Per riuscire a sviluppare al massimo questa ricerca socio-economica occorre che tale movimento sia profondamente radicato nelle università, non solo in quelle economiche (che, tuttavia, sono largamente dominate da una cultura neoliberista, in massima parte espressione della Scuola di Chicago), ma anche, e soprattutto, in quelle di scienze sociali (vedi). In poche parole, la cultura in senso lato, la ricerca sociale insomma (vedi), dovrebbe essere il presupposto della formazione di questo movimento (come è avvenuto in Spagna con il movimento Podemos, per intenderci).

Un movimento così formato, poste queste basi economiche e la ricerca socio-economica come suo fondamento, dovrebbe poi dispiegarsi nella società. A questo punto – per affrontare il problema di primaria importanza, ossia la creazione del consenso – viene sicuramente in aiuto la tecnologia.
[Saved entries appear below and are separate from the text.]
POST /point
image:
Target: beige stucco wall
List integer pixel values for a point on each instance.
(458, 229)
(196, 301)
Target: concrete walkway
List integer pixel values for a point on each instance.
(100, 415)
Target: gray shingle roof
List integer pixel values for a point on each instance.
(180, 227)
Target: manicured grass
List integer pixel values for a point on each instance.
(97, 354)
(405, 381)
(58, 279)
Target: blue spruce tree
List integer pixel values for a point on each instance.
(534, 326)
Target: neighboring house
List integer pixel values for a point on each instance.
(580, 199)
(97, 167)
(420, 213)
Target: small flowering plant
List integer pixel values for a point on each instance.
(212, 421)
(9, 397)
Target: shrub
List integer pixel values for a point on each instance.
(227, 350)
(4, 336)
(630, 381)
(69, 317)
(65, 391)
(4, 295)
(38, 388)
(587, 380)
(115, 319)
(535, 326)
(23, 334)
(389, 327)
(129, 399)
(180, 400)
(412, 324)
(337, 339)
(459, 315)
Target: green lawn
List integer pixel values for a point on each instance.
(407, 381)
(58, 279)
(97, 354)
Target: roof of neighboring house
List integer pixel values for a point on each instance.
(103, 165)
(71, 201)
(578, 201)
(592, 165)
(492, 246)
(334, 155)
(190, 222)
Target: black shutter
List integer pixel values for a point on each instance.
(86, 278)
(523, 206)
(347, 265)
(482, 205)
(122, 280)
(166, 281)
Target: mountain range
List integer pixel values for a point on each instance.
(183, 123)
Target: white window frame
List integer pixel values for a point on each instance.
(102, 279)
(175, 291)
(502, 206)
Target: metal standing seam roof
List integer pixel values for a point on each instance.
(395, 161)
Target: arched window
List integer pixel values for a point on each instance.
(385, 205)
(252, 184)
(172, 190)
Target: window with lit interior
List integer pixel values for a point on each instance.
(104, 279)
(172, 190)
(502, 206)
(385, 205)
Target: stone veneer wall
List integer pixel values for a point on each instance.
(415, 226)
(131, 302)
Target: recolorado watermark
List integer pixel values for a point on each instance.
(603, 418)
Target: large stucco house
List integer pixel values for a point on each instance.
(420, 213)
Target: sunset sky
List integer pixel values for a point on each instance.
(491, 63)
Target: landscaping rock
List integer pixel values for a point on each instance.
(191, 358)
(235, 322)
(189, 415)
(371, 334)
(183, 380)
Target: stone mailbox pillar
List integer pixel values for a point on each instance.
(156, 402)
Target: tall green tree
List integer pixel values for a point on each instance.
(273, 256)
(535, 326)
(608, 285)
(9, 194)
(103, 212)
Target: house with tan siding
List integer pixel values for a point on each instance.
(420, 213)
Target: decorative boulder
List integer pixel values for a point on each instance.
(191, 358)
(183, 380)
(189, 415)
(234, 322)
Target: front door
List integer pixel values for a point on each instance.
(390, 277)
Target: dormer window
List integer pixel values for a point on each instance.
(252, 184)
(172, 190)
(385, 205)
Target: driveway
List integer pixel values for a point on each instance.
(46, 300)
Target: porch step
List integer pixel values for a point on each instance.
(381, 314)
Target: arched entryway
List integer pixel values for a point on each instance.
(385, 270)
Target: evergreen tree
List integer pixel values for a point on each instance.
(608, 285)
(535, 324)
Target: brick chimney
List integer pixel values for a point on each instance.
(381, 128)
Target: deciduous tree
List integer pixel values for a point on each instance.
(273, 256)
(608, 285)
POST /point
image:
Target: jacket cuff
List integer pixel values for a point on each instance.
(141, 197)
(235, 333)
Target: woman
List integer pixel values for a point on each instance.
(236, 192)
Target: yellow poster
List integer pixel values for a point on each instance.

Così come Roosevelt riuscì a creare un consenso – nonostante gli attacchi anche personali a lui e Keynes – potendo poi applicare quel New Deal che fece risollevare gli americani dalla devastante crisi del ’29, “entrando nelle case” grazie alla radio, ecco che, per applicare questo New Deal europeo, bisogna “entrare nelle case” degli italiani per spiegar loro le vere cause della crisi e far conoscere le proposte socio-economiche.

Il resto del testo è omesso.